Saat itu Ibu hanya tertawa ringan. Ia tidak heran dengan kelakuan keponakannya yang selalu diluar nalar. Tapi disatu sisi, ia juga khawatir membiarkan putrinya tinggal bersama mereka berdua. Mereka masih belum dewasa, pemikirannya masih setara dengan usia remaja. Labil.
"Mereka kayak gitu biar hidupnya berwarna katanya."
"Berwarna darimananya? Yang ada warnanya jadi acak-acakan."
Setelahnya tawa mereka terdengar bersamaan. Melepas luka yang kemarin tercipta. Menghapus duka yang sering menyapa.
"Mamah gak akan ikut Rai ke Jakarta?" Tanya Rai setelah tawanya reda.
"Kayaknya Mamah bakal disini aja. Tapi nanti waktu kelulusan kamu, Mamah bakalan kesana."
Rai mendongak untuk melihat wajah Ibu yang terlihat segar dari biasanya. Matanya melihat bagaimana senyum Ibu melengkung dengan sempurna. Membuat hatinya nyaman seketika ketika melihatnya.
Senyum Ibu mirip dengan Kak Novi-Kakak perempuannya yang sudah tiada.
"Janji?"
Ibu melunturkan senyumnya. Membuat Rai khawatir karena Ibu tiba-tiba mengubah mimik wajahnya.
Ibu ragu untuk berjanji. Ia takut tidak bisa menepati. Karena ia tidak tau hari esok akan seperti apa. Apakah dirinya masih ada, atau sudah tiada.
"Mah? Mamah kenapa?"
Perlahan tapi pasti, senyum Ibu kembali mengembang lagi. "Gak papa."
Rai ikut tersenyum ditempatnya. Dan tiba-tiba pikirannya teringat kepada Sang Ayah sebagai seorang lelaki di keluarga kecilnya.
Walau beliau sudah tidak ada disisinya, tapi ia tidak bisa melupakannya. Begitupun dengan Kakak perempuannya. Hatinya tak akan pernah bisa melupakan mereka.

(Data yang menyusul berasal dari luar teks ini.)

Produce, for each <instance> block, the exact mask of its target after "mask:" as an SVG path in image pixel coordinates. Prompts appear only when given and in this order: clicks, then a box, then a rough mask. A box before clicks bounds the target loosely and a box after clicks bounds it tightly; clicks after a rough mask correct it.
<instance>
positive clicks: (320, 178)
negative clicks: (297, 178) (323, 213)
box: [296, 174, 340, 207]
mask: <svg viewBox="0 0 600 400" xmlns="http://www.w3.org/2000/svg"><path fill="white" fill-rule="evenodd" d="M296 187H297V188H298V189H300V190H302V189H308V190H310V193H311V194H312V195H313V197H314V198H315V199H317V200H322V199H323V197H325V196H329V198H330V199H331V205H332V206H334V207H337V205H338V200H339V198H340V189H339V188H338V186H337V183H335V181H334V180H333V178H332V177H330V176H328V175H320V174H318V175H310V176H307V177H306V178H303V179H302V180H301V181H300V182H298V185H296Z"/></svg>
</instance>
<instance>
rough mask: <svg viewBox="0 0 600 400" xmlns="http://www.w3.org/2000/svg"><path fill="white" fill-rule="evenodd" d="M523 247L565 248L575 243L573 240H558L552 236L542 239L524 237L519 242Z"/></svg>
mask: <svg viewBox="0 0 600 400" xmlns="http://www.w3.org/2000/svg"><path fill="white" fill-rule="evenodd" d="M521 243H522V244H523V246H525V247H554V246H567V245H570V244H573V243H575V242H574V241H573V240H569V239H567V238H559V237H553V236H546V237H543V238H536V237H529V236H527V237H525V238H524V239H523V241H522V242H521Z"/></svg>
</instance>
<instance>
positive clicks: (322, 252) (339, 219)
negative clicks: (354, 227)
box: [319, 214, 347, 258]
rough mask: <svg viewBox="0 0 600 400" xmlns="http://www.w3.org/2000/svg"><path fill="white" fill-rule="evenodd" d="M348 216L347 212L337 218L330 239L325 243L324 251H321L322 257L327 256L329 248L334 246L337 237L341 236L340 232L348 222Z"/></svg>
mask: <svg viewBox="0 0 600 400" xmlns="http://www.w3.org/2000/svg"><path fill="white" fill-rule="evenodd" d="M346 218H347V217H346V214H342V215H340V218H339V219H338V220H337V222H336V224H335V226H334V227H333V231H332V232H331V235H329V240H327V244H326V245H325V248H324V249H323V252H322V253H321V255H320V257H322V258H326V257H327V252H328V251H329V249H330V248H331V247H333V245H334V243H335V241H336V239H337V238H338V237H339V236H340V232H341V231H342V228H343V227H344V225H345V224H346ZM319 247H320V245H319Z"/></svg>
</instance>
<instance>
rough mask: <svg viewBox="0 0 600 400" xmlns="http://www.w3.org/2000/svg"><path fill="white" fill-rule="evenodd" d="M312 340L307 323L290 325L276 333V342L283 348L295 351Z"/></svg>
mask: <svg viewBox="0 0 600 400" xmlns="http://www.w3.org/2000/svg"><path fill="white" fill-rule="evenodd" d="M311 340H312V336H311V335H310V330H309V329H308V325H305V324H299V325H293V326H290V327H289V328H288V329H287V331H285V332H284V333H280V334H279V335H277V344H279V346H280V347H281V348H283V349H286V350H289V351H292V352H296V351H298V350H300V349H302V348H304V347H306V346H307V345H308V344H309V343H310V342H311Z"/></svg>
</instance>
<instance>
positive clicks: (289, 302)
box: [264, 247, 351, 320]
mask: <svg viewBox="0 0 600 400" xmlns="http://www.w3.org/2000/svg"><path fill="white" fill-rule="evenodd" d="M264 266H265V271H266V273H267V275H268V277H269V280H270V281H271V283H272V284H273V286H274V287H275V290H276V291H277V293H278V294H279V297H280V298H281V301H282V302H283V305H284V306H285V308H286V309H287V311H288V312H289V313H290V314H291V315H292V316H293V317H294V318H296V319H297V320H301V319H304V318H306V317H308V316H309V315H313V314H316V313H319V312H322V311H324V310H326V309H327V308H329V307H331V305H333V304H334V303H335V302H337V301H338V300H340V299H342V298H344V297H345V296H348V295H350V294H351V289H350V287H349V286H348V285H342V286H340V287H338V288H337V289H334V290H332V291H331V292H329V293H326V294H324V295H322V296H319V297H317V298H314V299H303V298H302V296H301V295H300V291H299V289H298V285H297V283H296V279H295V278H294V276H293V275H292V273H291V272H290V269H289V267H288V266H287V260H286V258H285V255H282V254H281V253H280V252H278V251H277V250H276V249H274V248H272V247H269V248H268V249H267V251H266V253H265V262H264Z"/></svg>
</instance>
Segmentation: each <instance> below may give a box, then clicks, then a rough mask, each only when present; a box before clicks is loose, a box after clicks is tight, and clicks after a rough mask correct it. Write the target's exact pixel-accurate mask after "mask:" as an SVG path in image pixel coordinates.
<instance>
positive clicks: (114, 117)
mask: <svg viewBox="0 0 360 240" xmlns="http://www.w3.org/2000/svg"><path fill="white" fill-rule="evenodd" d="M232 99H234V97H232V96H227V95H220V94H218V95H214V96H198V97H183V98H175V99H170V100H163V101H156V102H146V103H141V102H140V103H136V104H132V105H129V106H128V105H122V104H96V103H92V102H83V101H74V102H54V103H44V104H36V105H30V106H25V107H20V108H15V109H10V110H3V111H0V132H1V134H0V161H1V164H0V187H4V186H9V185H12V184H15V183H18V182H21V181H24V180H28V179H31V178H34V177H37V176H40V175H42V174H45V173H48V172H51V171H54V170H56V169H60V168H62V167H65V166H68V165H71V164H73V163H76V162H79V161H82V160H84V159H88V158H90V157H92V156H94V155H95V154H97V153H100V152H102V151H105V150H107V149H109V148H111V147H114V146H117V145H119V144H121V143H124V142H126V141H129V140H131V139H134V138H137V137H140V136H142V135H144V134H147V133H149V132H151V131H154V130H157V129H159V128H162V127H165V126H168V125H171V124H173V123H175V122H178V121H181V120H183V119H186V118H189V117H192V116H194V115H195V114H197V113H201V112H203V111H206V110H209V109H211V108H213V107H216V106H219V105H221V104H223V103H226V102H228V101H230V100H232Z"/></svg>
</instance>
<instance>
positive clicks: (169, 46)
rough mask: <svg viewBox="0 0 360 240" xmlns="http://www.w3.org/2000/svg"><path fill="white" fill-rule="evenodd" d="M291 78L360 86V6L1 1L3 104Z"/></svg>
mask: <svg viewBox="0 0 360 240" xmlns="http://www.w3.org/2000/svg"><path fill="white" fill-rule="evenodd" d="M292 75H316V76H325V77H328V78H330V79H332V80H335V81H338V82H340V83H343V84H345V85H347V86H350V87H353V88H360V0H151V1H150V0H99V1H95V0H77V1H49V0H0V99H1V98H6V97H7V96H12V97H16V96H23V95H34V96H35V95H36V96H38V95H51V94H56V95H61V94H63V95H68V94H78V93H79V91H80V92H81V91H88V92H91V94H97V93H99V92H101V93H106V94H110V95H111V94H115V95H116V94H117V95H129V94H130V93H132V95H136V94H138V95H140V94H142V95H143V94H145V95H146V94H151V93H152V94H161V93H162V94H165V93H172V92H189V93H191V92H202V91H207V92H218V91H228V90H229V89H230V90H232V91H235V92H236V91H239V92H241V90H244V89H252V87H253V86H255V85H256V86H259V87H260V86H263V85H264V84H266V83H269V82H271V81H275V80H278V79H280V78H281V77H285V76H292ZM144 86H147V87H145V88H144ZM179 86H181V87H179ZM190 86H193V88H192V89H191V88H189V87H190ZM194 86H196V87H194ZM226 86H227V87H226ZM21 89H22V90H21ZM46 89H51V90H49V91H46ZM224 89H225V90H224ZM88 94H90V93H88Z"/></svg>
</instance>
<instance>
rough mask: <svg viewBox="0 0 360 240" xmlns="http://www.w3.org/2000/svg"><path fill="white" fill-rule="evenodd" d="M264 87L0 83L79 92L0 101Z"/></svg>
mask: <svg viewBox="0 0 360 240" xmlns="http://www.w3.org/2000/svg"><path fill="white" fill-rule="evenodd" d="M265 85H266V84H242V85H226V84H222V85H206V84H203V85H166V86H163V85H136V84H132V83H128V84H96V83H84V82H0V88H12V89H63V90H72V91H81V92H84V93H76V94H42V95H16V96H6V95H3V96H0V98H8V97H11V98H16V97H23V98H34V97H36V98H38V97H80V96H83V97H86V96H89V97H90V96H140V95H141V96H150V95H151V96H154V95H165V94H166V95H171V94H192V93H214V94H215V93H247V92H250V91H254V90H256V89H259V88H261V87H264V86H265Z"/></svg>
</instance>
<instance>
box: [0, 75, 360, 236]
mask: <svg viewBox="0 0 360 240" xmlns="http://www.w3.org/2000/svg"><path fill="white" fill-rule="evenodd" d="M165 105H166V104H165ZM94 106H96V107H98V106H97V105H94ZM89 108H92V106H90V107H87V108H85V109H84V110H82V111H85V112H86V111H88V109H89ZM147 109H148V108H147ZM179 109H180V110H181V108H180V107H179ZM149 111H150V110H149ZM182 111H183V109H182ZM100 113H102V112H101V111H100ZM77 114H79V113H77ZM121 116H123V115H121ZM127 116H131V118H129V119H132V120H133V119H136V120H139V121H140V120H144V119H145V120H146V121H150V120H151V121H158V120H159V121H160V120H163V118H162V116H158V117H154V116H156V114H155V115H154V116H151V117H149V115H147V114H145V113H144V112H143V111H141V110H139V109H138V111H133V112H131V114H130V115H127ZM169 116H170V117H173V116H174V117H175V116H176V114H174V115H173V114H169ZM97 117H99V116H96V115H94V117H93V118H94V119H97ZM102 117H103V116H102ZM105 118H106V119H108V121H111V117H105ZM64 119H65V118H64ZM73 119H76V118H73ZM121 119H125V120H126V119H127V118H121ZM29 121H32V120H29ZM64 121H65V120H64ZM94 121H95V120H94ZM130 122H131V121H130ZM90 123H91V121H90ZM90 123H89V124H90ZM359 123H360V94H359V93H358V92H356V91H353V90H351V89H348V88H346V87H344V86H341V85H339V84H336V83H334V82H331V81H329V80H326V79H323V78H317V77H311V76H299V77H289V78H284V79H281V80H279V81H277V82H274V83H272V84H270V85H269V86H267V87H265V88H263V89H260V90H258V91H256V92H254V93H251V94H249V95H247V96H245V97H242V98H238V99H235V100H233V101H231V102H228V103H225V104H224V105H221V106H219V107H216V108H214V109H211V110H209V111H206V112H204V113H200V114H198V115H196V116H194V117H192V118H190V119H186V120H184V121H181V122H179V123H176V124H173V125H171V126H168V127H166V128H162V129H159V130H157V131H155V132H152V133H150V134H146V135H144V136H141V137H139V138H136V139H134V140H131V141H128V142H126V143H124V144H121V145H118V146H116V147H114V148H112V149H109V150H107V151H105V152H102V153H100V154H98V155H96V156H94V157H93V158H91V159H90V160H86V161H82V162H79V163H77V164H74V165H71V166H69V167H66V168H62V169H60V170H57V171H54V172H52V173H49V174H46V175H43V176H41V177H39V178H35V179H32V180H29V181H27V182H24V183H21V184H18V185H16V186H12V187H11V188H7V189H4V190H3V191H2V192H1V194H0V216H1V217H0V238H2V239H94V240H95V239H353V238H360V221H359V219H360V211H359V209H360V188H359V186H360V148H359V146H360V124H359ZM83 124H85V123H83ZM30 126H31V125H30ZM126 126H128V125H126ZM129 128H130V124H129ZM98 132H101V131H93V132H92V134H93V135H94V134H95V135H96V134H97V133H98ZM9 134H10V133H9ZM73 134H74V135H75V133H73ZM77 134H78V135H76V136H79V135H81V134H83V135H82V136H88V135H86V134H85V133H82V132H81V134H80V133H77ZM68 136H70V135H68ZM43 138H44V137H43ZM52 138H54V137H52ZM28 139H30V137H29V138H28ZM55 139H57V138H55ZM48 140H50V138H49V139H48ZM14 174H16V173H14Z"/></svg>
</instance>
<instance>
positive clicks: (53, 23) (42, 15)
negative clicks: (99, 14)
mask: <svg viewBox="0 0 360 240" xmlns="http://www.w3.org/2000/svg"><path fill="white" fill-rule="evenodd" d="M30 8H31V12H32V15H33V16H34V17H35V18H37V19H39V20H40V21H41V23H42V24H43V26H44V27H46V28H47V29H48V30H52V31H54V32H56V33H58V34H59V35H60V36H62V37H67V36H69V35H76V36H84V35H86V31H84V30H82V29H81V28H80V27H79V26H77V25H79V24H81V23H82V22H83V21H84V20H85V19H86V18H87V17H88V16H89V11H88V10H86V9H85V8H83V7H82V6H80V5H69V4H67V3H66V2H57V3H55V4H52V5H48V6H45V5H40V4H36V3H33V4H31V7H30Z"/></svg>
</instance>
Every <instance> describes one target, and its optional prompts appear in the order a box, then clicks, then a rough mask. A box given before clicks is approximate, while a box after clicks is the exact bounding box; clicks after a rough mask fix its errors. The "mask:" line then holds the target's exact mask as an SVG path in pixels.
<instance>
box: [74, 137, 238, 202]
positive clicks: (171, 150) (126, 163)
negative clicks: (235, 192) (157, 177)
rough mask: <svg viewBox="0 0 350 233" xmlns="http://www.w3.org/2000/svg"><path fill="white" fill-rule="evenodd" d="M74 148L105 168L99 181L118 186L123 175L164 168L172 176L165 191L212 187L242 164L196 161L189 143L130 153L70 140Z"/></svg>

"Mah, dulu Ayah ngungkapin perasaannya ke Mamah kayak gimana? Rai kepo, deh."
Ibu berhenti mengusap kepalanya sejenak. "Kamu lagi kangen Ayah?"
"Mungkin? Tapi Rai cuman pengen denger masa muda Mamah sama Ayah."
Ibu kembali mengusap kepalanya, dan mulai bercerita. "Ayahmu itu dulu orangnya dingin banget. Kalau jalan tuh matanya selalu liat ke depan, tubuhnya tegap, terus gak ada senyum yang terpancar. Karena dinginnya itu lah, Mamah sedikit penasaran sama Ayah. Bahkan yang pertama suka itu Mamah lho, Rai. Setiap hari Mamah usik Ayah di sekolah, Ayahmu itu sampe kesel dan nganggep Mamah perempuan gila."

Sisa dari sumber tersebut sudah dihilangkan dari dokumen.